Марат встрепенулся и прищурил глаза на Серафиму:
– Э, слышь, ты и имя человечка знаешь?
Серафима ухмыльнулась и медленно заправила белокурый локон за ухо:
– Малыш, я много чего знаю. И я тебе точно говорю: завязывай ты с этим образом жизни. Или курить хотя бы бросай…
Серафима вышла из машины Марата у Дома культуры и сразу заприметила у входа «кепку». Неужели уже сутки прошли? Или «кепка» не уходила? Или уходила, но вернулась?
Она подошла к женщине, трясущейся пуще прежнего и смотрящей на нее с немыслимой мольбой.
– Я… я нашла еще чуть-чуть денег, я наскребла, – тихо и быстро заговорила та, боясь, что Серафима ее не дослушает, уйдет, исчезнет. – Но… Меньше. Может, вы все-таки получится…
Серафима мягко положила руку на ее плечо и почувствовала, как женщина содрогнулась и словно бы стала еще ниже и нелепей.
– Фото сына есть? Давай сюда, – скомандовала Серафима.
«Кепка» выудила из сумки крохотную черно-белую паспортную фотографию. Серафима быстро глянула на фото и нахмурилась:
– Ты зачем сыну своему врешь? Про отца его?
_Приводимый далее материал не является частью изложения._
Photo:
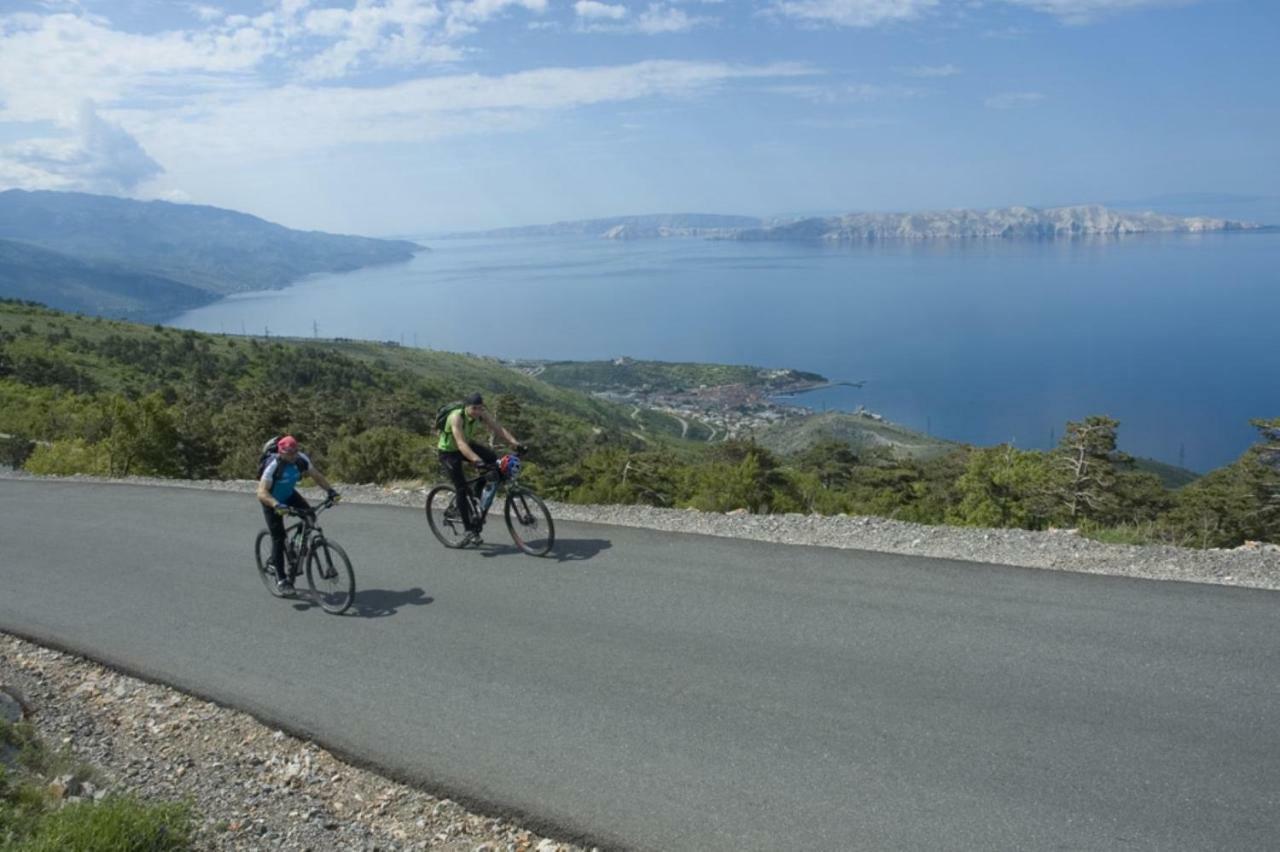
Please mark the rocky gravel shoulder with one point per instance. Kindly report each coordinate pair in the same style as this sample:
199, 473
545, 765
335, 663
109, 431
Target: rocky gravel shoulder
255, 787
251, 787
1255, 564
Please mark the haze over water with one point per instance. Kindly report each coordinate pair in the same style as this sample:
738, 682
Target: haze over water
981, 342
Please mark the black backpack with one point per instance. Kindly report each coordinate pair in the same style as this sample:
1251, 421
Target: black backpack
269, 452
442, 413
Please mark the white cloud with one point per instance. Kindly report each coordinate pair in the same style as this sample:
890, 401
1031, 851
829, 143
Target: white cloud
656, 19
844, 92
853, 13
296, 119
1013, 100
659, 18
594, 10
1079, 12
927, 72
101, 157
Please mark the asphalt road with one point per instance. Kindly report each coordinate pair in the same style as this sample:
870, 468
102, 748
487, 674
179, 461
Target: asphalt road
649, 690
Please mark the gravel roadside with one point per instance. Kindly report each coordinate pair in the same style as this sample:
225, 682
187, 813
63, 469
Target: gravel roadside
1255, 564
255, 787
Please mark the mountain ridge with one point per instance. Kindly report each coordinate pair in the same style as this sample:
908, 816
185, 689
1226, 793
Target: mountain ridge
1018, 221
209, 250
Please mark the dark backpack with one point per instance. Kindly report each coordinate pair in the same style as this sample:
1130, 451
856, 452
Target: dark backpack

Глазки «кепки» вдруг виновато забегали, а сама она слегка попятилась:
– О чем вы?
Серафима вздохнула и шумно выдохнула:
– Ты Володеньке своему почему соврала, что его отец вас бросил? Это же неправда. Это ты его бросила, выгнала из дома. И запретила с ребенком видеться. А Володеньке соврала. Зачем? – терпеливо и ласково, словно разговаривая с глупым ребенком, спросила Серафима, но ответить не дала. – Он ведь в обиде на отца. И от этой обиды ужасной у него рак. Ты ему расскажи правду и дай с отцом повидаться.
– Но он ведь тогда меня возненавидит, – скривилась и заскрипела «кепка», утирая крупные слезы на щеках сжатым кулачком.
– А тебе это важнее? Или жизнь Володеньки? – с нажимом, унимая вскипающую внутри бурю, проговорила Серафима и уже спокойно, ясно и холодно пояснила: – Рак у него пройдет, как только с отцом увидится и простит. И тебя простит, ты же для него святая.
Женщина молча закивала, сдерживая рыдания.
Серафима развернулась и заспешила в сторону таксистов-бомбил, кучкующихся на углу Дома культуры.
– А как же деньги? – крикнула ей вслед «кепка», но Серафима лишь махнула рукой в ответ и села на переднее сиденье бежевой «восьмерки».
– Куда ехать, дамочка? – крякнул усатый таксист и повернул ключ зажигания.
– Поехали, я покажу, – ответила ему Серафима и прикрыла саднящие от усталости сухие глаза.
– Прощай, как говорится, браток, пусть земля тебе будет пухом. И без обид, но мне тоже схорониться надо. Ничего личного.
Марат крякнул, махнул обжигающей водки из граненого стакана и поставил его рядом со свежим могильным холмом, над которым возвышался простой деревянный крест с заключенным в оргстекло блеклым черно-белым фото и надписью под ним: «Старовойтов Марат Вячеславович 21.02.1967 – 16.09.1996».
В кармане куртки Марата лежал билет в Казахстан.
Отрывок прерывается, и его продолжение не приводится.